Start Saving Those Shrimp Shells. They Might Be Worth Something Someday.

Most contractors I work with use fairly traditional materials, but there’s interesting stuff being developed

By Jason Hurdis, Global Market Professional, Construction Materials Industry, Caterpillar Inc.

I’ve always been intrigued with unusual construction materials. I read about a house in Massachusetts made entirely of newspapers. A temple in Thailand, built with more than a million beer bottles. And that ice hotel in Sweden—even the beds are just big blocks of frozen water. Fun to think about.

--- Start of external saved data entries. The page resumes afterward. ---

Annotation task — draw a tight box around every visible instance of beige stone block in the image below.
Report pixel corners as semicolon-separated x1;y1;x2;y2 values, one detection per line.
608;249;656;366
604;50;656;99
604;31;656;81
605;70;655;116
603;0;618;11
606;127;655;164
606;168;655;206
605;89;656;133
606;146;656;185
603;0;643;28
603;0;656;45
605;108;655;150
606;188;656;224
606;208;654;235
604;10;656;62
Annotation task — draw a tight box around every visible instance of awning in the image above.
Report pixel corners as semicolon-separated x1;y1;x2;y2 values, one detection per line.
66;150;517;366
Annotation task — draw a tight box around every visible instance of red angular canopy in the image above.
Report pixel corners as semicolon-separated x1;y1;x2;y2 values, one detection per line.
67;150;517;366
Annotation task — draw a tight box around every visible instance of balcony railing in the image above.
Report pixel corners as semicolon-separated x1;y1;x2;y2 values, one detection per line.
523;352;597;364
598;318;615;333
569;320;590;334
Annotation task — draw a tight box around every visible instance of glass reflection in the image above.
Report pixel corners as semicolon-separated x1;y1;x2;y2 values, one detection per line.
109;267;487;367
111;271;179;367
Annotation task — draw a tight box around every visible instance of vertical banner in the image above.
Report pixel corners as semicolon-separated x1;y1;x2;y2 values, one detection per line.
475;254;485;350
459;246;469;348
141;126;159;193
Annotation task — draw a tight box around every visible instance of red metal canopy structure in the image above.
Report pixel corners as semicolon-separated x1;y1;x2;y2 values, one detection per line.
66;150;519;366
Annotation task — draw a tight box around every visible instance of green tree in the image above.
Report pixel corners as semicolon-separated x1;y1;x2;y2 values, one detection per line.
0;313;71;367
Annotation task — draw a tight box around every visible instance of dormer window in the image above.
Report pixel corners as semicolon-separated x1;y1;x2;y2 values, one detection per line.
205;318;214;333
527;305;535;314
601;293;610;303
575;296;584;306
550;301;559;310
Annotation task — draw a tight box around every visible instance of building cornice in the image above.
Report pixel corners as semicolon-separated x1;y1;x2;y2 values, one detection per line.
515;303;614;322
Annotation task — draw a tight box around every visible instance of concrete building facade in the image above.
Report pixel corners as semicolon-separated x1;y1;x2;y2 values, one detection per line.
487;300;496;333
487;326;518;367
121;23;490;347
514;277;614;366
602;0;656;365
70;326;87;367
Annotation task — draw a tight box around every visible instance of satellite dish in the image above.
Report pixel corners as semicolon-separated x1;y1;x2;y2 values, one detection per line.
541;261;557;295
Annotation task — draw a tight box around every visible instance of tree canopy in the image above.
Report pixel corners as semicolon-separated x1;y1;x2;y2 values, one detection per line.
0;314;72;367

While most of the contractors I work with still use fairly traditional materials, there’s some pretty interesting stuff under development today. Like bioplastics made from discarded shrimp shells, strong as aluminum and only half the weight—biocompatible, biodegradable and inexpensive to make. Or synthetic spider silk. Light as a web, yet stronger than steel on a gram-for-gram basis.

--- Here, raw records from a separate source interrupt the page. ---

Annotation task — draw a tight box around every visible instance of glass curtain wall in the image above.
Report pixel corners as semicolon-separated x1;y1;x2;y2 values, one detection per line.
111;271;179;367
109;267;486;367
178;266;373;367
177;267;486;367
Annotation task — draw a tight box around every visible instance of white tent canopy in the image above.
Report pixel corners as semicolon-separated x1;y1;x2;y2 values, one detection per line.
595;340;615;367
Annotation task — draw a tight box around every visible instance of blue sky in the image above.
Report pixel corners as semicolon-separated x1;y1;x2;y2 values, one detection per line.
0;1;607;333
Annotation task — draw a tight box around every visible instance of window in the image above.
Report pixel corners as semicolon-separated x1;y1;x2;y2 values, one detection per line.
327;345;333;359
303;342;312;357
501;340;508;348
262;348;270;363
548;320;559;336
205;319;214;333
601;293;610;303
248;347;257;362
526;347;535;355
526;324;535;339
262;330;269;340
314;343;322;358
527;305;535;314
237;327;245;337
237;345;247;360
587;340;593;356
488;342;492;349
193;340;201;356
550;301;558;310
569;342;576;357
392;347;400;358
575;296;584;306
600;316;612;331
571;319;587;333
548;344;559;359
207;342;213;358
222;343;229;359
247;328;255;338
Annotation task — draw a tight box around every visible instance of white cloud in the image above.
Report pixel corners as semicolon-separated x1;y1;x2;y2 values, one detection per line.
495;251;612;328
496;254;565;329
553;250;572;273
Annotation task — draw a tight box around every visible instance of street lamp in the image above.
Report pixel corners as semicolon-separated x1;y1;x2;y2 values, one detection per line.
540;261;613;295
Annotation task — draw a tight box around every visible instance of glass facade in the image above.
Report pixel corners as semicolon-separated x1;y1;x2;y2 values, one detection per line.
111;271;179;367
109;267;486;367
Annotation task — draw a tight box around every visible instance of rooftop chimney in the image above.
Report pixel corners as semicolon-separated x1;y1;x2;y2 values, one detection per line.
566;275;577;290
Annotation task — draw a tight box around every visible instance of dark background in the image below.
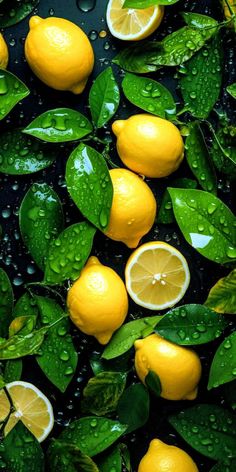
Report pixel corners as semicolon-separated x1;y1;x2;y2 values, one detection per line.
0;0;236;470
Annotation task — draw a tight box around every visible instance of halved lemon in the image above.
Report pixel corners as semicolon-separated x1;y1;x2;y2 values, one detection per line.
106;0;164;41
0;381;54;442
125;241;190;310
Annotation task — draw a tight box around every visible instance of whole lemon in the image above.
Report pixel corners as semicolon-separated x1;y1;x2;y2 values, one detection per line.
105;168;157;248
138;439;199;472
0;33;9;69
67;256;128;345
25;16;94;94
112;114;184;178
134;334;201;400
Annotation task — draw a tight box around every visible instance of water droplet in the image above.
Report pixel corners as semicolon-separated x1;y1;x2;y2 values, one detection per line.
226;247;236;259
77;0;96;12
60;350;70;361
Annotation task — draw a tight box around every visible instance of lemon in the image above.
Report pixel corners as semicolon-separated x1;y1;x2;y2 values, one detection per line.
0;381;54;442
125;241;190;310
112;114;184;178
134;334;202;401
106;0;164;41
0;33;9;69
25;16;94;94
221;0;236;23
67;256;128;345
105;168;157;248
138;439;199;472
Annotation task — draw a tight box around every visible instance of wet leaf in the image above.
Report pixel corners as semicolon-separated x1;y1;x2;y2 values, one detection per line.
0;69;29;120
145;370;162;397
224;380;236;411
102;316;162;360
89;67;120;128
156;304;227;345
157;178;197;224
47;440;99;472
35;296;77;392
89;351;131;376
0;0;39;27
123;0;179;7
117;383;150;434
44;222;96;284
210;460;236;472
122;73;176;120
82;371;127;416
227;83;236;99
9;315;37;337
210;125;236;180
168;188;236;264
66;143;113;231
182;12;219;29
58;417;127;457
113;25;217;72
0;326;48;360
0;129;57;175
19;183;64;270
205;270;236;314
169;404;236;461
23;108;93;143
13;292;39;319
185;122;217;193
96;444;122;472
208;332;236;390
4;359;22;383
0;269;13;338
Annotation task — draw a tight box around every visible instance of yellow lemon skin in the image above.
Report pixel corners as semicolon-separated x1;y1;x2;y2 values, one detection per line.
105;168;157;248
221;0;236;24
134;334;202;401
112;114;184;178
25;16;94;94
0;33;9;69
138;439;199;472
67;256;128;345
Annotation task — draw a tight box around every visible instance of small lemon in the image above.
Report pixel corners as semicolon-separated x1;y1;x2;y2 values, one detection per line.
25;16;94;94
134;334;202;401
138;439;199;472
112;114;184;178
105;168;157;248
0;33;9;69
67;256;128;345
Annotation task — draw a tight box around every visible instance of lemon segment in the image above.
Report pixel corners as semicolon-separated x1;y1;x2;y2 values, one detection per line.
0;381;54;442
106;0;164;41
125;241;190;310
0;33;9;69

Here are a few more materials I’ve heard about lately.

  • No-fines concrete, made of crushed granite. It’s a permeable mixture that can absorb 880 gallons of water per minute, a possible solution in areas prone to flooding.
  • Roman concrete, inspired by the builders of the Roman Empire, featuring mortar made from volcanic ash and lime.
  • Green-mix concrete, combining conventional ingredients with waste and recycled materials like fly ash and aluminum can fibers.
  • Self-healing concrete, some made with shape-memory polymers activated by electrical currents; some embedded with dormant bacteria that activates when cracks form and water is present, setting off a chemical process that plugs the cracks.
  • Thin-film solar cells, dotted with randomly distributed pinholes, similar to those found on some butterfly wings. They allow the harvest of two to four times as much sunlight as previous-generation products.
  • Kinetic flooring and road materials that convert the energy from footsteps or moving vehicles into electric power.

It’s hard to predict if or when these materials will be commercially available, but one thing is certain: there’s growing demand for stronger, lighter, more durable construction materials that deliver less environmental impact. So maybe you want to hang on to those old shrimp shells. Or maybe not.